Crawdaddy_in_DC | February 14, 2011

Brian H: Thanks...I get it now and your correct. After a full overnight charge, I will be headed down the mtn in less the .5 mile, so the regen won't apply in that case. I appreciate your insight. I certainly hope the Service Rangers don't charge by the mile. I'm 75 miles from the 1050 K Street N.W. Washington DC showroom! Now, when the Model S has thousands of customers, they will need a major Service Ranger fleet.

ggr | February 14, 2011

The battery regeneration only cuts out when fully charged *in range mode*. If the car is charged in standard mode, it will do regen; you would be hard pressed to be high enough to run out of the 10% of extra charging capacity. If you actually need to use range mode for your daily commute, I would be worried about battery life.


Timo | February 14, 2011

From U=mgh 1kwh / 1000' is for car that weights 1223kg. Because Roadster weights 1235kg that's pretty much exact figure in all practical purposes.

I wonder how much Model S weights. Because its battery pack is part of the chassis, it probably weights less in comparison than Roadster battery pack, but it is bigger car with aluminum, not carbon fiber structure. Question is how much of that weight difference is compensated by better design.

Vawlkus | February 15, 2011

Thermal cutoff has only really been done at the race track, doing a couple of battery packs worth of trips around the oval at max speed (120 mph if I remember correctly). The Roadster wasn't designed with that in mind, but I think they're incorporating some upgrades into the Model S so that it will be better able to handle that specific situation.

Funnily enough, a slower route with multiple stops is where an electric shines. The slower the overall speed, the further you get on one charge. It's highway speeds for long periods that drain a battery pack the fastest.

Samuel H. | February 15, 2011


I'm so glad that you are considering a Model S! Have you spoken to any Tesla representatives about your desire? If not, get in contact with them. I can't wait until I can test drive a Roadster! I have been spreading the word about electric cars in Tucson, AZ. My reward is a 0-60 launch in under four seconds sometime this summer.

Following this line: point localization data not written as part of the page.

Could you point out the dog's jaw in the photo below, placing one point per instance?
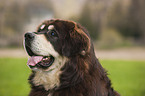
(50, 79)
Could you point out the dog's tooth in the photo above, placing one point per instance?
(42, 26)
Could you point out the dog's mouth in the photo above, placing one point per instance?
(38, 61)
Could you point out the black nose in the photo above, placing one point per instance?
(29, 35)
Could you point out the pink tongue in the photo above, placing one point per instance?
(34, 60)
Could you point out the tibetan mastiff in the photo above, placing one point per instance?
(63, 62)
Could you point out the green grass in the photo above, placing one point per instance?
(128, 77)
(13, 77)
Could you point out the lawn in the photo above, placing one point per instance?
(128, 77)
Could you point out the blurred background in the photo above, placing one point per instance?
(117, 28)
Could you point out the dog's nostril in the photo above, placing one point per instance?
(29, 35)
(31, 66)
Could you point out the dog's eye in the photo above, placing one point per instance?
(52, 33)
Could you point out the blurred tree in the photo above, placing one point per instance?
(137, 19)
(129, 22)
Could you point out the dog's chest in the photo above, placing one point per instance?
(47, 80)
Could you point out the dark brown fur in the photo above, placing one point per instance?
(82, 74)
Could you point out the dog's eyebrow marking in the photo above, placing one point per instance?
(42, 26)
(50, 27)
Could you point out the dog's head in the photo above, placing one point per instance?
(53, 41)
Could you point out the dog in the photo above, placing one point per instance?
(63, 61)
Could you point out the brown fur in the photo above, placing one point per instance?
(82, 74)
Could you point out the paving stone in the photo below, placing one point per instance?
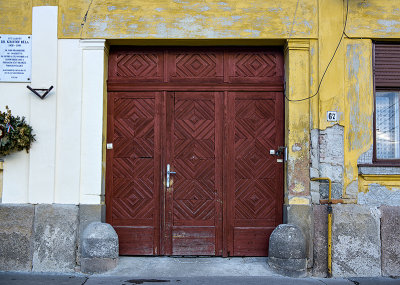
(390, 231)
(55, 238)
(16, 227)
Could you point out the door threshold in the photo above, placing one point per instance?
(174, 266)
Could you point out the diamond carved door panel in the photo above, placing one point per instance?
(194, 150)
(254, 186)
(133, 167)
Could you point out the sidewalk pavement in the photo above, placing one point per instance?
(18, 278)
(183, 271)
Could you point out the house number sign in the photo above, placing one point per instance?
(15, 58)
(331, 116)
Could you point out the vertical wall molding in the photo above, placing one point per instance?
(93, 88)
(43, 112)
(297, 120)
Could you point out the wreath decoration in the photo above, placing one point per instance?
(15, 133)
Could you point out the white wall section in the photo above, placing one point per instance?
(43, 112)
(93, 62)
(68, 140)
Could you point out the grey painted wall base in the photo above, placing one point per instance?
(320, 267)
(390, 233)
(43, 237)
(55, 238)
(100, 248)
(16, 233)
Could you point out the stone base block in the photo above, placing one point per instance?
(288, 267)
(98, 265)
(287, 251)
(302, 216)
(87, 215)
(390, 240)
(16, 224)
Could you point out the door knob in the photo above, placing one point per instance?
(169, 172)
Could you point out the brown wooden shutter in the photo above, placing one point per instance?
(387, 65)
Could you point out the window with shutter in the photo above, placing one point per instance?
(387, 103)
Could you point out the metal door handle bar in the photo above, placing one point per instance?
(169, 172)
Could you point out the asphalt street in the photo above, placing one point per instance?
(19, 278)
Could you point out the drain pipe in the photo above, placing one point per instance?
(329, 224)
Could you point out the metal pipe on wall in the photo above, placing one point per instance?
(329, 223)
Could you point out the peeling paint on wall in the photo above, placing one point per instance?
(379, 195)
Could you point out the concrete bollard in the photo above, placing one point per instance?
(287, 251)
(99, 248)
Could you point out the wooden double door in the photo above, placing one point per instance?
(189, 167)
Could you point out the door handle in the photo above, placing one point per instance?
(169, 172)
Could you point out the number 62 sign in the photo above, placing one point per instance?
(331, 116)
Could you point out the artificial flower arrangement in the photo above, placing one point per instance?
(15, 133)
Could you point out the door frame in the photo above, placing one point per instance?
(112, 86)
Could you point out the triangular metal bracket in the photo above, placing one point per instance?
(45, 91)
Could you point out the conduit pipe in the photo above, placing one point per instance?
(329, 223)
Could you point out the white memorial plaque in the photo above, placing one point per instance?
(15, 58)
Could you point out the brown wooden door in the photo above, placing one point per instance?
(254, 176)
(134, 171)
(194, 151)
(213, 115)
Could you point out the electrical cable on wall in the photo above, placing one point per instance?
(333, 56)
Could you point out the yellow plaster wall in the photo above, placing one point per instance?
(391, 182)
(359, 105)
(16, 17)
(374, 19)
(187, 19)
(347, 85)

AC, heater, radio, and GPS do not significantly affect the range of a Tesla. You might lose 2-3 miles per hundred with them on. Big deal. That's how much you lose with a gas car.
Why are people worried about saving money? If you wan't the Model S and can afford it, get it. Why compare it to another car and try to see how much money you can "save" by not getting it? The cheap diesel car that people constantly compare to EVs is not quiet, does not promote national security, does not drive as well, is not as efficient, cannot be driven using renewable resources, doesn't look as cool, does not have as much cargo space, spews emissions, and ties you to the gas pump. BY THE WAY, DIESEL COSTS MORE THAN GAS EVERYWHERE! Right now, diesel costs $3.50 a gal. in Tucson. We have some of the lowest prices of everything here-houses, food, cars, utilities, gas, you name it. Other places are nibbling on the $4 dollar mark for a gallon of diesel.
Although a small efficient car would "save" you money, the Model S is a much better car. Also, buying an EV helps bring the electric future that much closer. It's a statement that EVs are better, and they are! I just can't wait for my own.

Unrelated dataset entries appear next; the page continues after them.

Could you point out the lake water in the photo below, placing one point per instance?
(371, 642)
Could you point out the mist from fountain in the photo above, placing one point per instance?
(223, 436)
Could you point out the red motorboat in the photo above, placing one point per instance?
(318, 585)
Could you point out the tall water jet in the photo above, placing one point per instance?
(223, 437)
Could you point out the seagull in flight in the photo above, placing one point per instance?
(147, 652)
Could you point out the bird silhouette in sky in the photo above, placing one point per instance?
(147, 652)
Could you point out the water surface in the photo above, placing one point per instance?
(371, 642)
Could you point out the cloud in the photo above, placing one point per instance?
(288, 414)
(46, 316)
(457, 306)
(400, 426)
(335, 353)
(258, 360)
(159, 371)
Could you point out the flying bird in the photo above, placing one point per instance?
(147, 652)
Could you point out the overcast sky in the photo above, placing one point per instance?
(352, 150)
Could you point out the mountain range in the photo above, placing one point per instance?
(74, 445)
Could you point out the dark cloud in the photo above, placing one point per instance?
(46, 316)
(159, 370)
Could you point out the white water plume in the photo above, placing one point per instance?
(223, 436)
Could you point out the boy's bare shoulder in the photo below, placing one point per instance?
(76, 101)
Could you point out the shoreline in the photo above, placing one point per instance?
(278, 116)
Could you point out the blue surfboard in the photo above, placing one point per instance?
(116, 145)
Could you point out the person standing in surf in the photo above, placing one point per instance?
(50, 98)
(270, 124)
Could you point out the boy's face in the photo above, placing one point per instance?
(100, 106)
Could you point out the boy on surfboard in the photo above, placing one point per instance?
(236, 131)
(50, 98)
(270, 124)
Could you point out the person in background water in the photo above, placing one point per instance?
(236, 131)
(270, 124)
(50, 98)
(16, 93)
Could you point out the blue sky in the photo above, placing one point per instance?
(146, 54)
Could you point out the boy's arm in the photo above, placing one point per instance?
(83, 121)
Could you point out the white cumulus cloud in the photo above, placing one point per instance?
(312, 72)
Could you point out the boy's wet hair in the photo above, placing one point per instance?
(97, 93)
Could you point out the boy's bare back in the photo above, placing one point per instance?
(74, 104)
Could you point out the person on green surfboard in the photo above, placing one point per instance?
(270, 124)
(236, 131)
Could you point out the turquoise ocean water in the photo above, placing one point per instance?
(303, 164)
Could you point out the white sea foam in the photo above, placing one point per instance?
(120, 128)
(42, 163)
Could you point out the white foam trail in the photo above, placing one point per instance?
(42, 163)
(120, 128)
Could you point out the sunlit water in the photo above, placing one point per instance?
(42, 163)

Anyway, congrats on your decision to go electric Crawdaddy.

Timo | February 15, 2011


Not true. In here 95E gas costs about 1.5 eur, 98E 1.55 eur and diesel 1.3 eur. (number before gas is octane)

William13 | February 15, 2011

Other than cost of diesel, which is a tax and refinery capacity issue, I think that Samuel H is correct. More to the point of the thread, the durability of the Tesla and other well built pure electric vehicles should surpass that of ICE except for a need to replace the battery. Unfortunately the jury will be out for at least 6 or 7 years on the current design. I hope that Tesla is still in business and able to sell 600 mile battery pack by then. The high durability of the current Roadster's power train with a much less complex design versus ICE and the aluminum frame speak to a very high durability. The seats and style will wear out before the car.